Difficile normalizzazione
La popolazione cerca però, per
quanto possibile, di tornare a un’esistenza ordinaria: quelli che ancora hanno una casa, prosegue l’operatrice di Intersos, durante il giorno –
quando è meno rischioso spostarsi –
«rientrano nelle zone dove ci sono le
loro abitazioni per cercare di riprenderne possesso e per ricominciare
una vita normale». Su questo influisce anche l’inizio della stagione delle
piogge: da un lato mette a rischio di
allagamento molti campi per sfollati,
dall’altro offre l’occasione di «riattivare il settore agricolo, in modo che
i centrafricani non dipendano da aiuti esterni e possano contare su un’autoproduzione». Nella stessa direzione va lo stanziamento, da parte delle Nazioni Unite, di 26 milioni di dollari, per promuovere la coesione sociale offrendo opportunità di lavoro a
350.000 persone nelle regioni centrali e occidentali.

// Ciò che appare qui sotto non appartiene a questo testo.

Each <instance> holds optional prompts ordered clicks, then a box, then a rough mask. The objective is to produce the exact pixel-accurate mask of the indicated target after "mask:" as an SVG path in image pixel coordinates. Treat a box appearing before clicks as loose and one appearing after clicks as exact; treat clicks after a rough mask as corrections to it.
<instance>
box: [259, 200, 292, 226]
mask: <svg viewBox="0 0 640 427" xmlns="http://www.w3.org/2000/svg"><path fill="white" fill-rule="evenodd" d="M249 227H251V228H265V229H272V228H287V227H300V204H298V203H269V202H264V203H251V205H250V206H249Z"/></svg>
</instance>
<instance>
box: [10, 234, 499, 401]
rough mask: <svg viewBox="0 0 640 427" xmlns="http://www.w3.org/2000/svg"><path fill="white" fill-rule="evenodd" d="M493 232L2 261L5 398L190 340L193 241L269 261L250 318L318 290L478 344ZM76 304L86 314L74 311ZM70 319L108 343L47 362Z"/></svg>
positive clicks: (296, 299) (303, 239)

Dare alla popolazione i mezzi per
rientrare nelle proprie case, o in un
ambiente non ostile, potrà avere anche conseguenze positive sulla sicurezza. «Vivere in così tanti in un piccolo spazio aumenta le possibilità di
violenze e lo spirito di vendetta», avverte infatti suor Santagiuliana, che è
arrivata ad accogliere, nella missione,
4.500 sfollati nel periodo di Natale,
ora ridotti a 500. «Adesso si tratta di
fare un lavoro di reinserimento di tut-
te queste persone in una vita normale, cosa non facile, perché la violenza che hanno vissuto è forte: hanno
davvero respirato violenza», continua
la religiosa. Gli ostacoli alla normalizzazione, tuttavia, non mancano:
lo stato non è praticamente in grado di fornire i servizi essenziali (sanità, istruzione, accesso all’acqua) e
malgrado in molti luoghi riescano finalmente ad arrivare aiuti e operatori umanitari, varie strade sono ancora bloccate per la presenza dei gruppi
armati.
Con gli scontri, è continuata anche la fuga dei civili: da dicembre
2012 più di 700.000 persone hanno dovuto abbandonare le loro case, mentre quasi 290.000 si sono rifugiate nei paesi vicini, le cui strutture
di accoglienza stanno andando in crisi. Il Programma alimentare mondiale ha lanciato a fine febbraio un appello, in cui ha definito ormai «estremamente basse» le sue scorte di cereali destinate ai rifugiati centrafricani nella Repubblica democratica del
Congo; ha poi espresso il timore di
non poter venire incontro, «per mancanza di fondi», alle necessità di chi
ha tentato di sfuggire alla guerra.
I rischi, dopo il terzo cambio di
governo in un anno, riguardano anche il piano politico: a preoccupare è
soprattutto la prospettiva che la parte nord-orientale del paese dichiari la
secessione. Qui si sono raggruppati
in maggioranza gli ex–Seleka e nella
stessa area, al confine con il Ciad, si
trovano anche importanti giacimenti di petrolio. La prospettiva di una
divisione è sempre stata esclusa dalla presidente Samba-Panza e anche
da Hollande, che da Bangui ha invitato a «evitare qualsiasi tentazione
di partizione». Gli uomini delle forze
internazionali si sono già dimostrati insufficienti, però, a controllare efficacemente tutto il territorio. A rafforzare massicciamente il contingente potrebbero intervenire le Nazioni
Unite, come chiesto anche dalle autorità transitorie: il segretario generale dell’ONU Ban Ki-moon in persone, a inizio marzo, ha raccomandato
l’invio nel paese di circa 12.000 caschi blu, tra militari e forze di polizia.